The @ToolBox annotation is used to specify the list of tools the agent can use, in this case, the three experts. Note that, similarly to what has been done for other agentic examples in the previous post of this series, this AI service has been configured to use a model capable of reasoning and requesting tool invocations. In our example, the model is configured in the application.properties file and is using qwen2.5 with 7 billion parameters. In addition, the temperature is set to 0 to make the classification more predictable and minimize the possibility of hallucinations.

quarkus.langchain4j.ollama.tool-use.chat-model.model-id=qwen2.5:7b
quarkus.langchain4j.ollama.tool-use.chat-model.temperature=0
quarkus.langchain4j.ollama.tool-use.timeout=180s

At this point, the agentic implementation of this expert interrogation service is also ready and can be exposed with a different REST endpoint, making it possible to use and compare these two alternative solutions.

@GET
@Produces(MediaType.TEXT_PLAIN)
@Path("request-agentic/{request}")
public String requestAgentic(String request) {
    Log.infof("User request is: %s", request);
    return expertsSelectorAgent.askToExpert(request);
}

Comparing the workflow and agentic approaches

The two approaches are equivalent in terms of functionality, but they differ in how they are implemented and the levels of control and flexibility they offer. In particular, the pure agentic solution is much simpler and more elegant, as it does not require additional code to route the request to the right expert. The agent can do that by itself. It could also use more than one expert for a single query if needed, which would be impossible with the workflow approach, where the routing is hardcoded in the application code.

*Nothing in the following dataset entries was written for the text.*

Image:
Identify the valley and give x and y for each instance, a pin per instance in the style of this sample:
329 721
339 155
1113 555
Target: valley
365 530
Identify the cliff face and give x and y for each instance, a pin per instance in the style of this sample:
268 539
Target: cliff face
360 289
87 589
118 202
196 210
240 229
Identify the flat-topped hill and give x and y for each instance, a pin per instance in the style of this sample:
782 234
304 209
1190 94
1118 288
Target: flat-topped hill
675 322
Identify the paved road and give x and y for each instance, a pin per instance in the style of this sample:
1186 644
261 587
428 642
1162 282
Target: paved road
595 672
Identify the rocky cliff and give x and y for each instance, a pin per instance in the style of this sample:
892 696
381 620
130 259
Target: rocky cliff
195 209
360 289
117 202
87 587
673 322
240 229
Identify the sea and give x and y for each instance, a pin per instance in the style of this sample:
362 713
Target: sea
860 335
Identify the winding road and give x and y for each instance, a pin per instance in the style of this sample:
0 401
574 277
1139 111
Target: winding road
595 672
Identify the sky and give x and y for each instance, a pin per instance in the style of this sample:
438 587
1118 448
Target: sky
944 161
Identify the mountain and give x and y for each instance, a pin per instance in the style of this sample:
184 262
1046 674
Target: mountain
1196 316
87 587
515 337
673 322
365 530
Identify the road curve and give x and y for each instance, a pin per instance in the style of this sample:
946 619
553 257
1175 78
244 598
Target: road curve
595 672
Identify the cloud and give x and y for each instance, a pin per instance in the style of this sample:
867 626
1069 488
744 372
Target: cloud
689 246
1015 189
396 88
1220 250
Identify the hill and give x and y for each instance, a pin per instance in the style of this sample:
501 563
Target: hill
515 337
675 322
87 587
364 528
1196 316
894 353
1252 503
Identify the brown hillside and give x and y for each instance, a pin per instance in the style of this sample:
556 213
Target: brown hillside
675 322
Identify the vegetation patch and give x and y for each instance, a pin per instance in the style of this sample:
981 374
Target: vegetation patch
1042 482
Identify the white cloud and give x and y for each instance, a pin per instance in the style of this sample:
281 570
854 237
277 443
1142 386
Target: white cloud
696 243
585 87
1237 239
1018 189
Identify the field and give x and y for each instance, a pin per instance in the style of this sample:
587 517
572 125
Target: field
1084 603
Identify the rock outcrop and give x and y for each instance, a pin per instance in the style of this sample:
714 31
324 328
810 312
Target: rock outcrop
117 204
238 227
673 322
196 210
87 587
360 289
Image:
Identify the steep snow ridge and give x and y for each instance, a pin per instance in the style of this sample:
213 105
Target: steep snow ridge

On the other hand, the workflow approach is more predictable and easier to debug, as the routing logic is explicit and can be easily traced. It can also be tested and controlled separately. For instance, the behavior of the Router Agent alone could be controlled and corrected with an output guardrail. Moreover, it also allows for more complex workflows, where the routing decision can depend on multiple factors and not just the user’s request.

Finally, as evidenced by tracing of the agentic execution, its current implementation has a significant drawback: the overall time to fulfill the user request is significantly increased.

Tracing agentic routing execution
Figure 4. Tracing agentic routing execution

This depends on how the agent uses the LLM expert as a tool: even though it has been explicitly required to forward the expert’s response as it is and without any modification, it seems to ignore this instruction. It can’t avoid wasting significant time reprocessing the expert’s answer before returning it. In other words, this is a side-effect of the fact that the agent is in complete control of the execution, and there is no way to forward this control to a different LLM, as it would be convenient in this case.